Everything I knew about enterprise data warehousing is now failing me
Isaac Obezo
Staff Data Engineer
Starburst
Isaac Obezo
Staff Data Engineer
Starburst
Share
More deployment options
In my first blog post, I showed how to use Starburst to create resilient data pipelines. I also explained how I was able to shift away from traditional enterprise data warehouses (EDW) as a way of avoiding their often fragile ETL pipelines.
In this post, I will expand on the EDW as a topic and share lessons that I have learned in my time working with cloud data warehouses. I will also explore the ways that EDWs sometimes hold organizations back and explain how a fresh, decentralized approach to enterprise data can fulfill the promise of modern data analytics.
What are the benefits of an enterprise data warehouse (EDW)
Data centralization around an EDW has traditionally been the bread and butter of data engineering. Businesses thrive on data, good and bad. Across the data industry, data professionals collectively build pipelines to centralize data for most of our careers. You can think of this as the standard model.
Flaws in the enterprise data warehouse (EDW) model
But this model has flaws. One of the biggest challenges facing the EDW model is the organic evolution of data over time. Data typically originates from many different systems within the organization. Organizations also create data in different regions, involve different domain experts, and manage and maintain this data in varied ways. In general, data is broad. It can be created from any source, including business data, historical data, real-time data, transactional data, operational data, and unstructured data. It can also be created anywhere, including apps, IoT devices, on-premise, the cloud, and in any geography.
Single source of truth is unrealistic
Providing business users with a single source of truth is idealistic. Sure, there is a shared point of reference and this tends to be pipelined into a central repository. The goal is to enable analysts to build insights and support a data-driven organization and decision making process. Certainly, data warehousing architectures have historically been the right solution, first with on-premises providers like Teradata and then cloud-based data warehouses like Snowflake.
Warehousing has worked, has been the standard, and has enabled businesses to become more data driven. But the unstructured data that is used, and available, tends to hide (aka. dark data) the chaos that exists below the surface.
Challenges of building and maintaining an enterprise data warehouse
Like most data engineers, I have seen first-hand how challenging it is to build, let alone maintain, an enterprise data warehouse. One post is not enough to cover all the challenges, so for now, I’ll focus on these three: unpredictable costs, data complexity, and access control.
1. Unpredictable enterprise data warehouse costs
On-premises data warehouse costs
One key issue facing enterprise data warehouses is unpredictable costs. This is particularly true for on-premises data warehouses. These systems are generally proprietary that bundles functionality, storage, and compute.
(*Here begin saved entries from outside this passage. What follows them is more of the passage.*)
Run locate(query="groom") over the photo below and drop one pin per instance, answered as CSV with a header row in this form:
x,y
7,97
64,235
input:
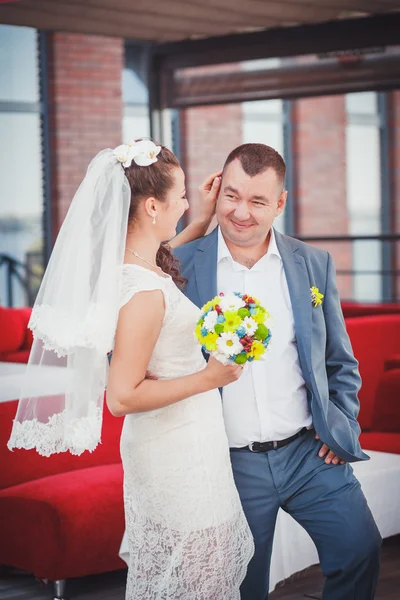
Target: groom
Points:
x,y
291,420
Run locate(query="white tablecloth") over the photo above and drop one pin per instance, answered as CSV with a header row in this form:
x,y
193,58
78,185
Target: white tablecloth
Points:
x,y
294,550
44,381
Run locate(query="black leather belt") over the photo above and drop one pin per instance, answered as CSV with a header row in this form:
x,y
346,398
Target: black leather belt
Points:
x,y
265,446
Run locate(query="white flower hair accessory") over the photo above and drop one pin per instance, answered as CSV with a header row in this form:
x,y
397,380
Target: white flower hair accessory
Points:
x,y
143,152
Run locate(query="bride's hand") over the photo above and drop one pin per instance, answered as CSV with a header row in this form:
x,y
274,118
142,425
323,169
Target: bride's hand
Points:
x,y
219,374
208,194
They involve a fixed infrastructure investment, which becomes hard to change when the need arises. Instead, organizations are forced to simply accept the constraints or spending money on idle capacity just in case you need it.
In my experience, building an on-premise data warehouse is a struggle between better planning and scaling with budget and costs. Usually planning ahead for a year or two, which I myself have not been able to be more prescient, falling short on needs when our on-premise warehouse takes off.
Cloud data warehouse costs
Cloud data warehouse solve one cost problem, but introduce another. Specifically, these solutions solve the scalability problem, offering nearly unlimited compute and storage.
However, this approach introduces a new problem. With unlimited compute and storage also comes unlimited costs. Did I spend too much on compute, or query, or storage? It can be a struggle to understand where to constrain costs.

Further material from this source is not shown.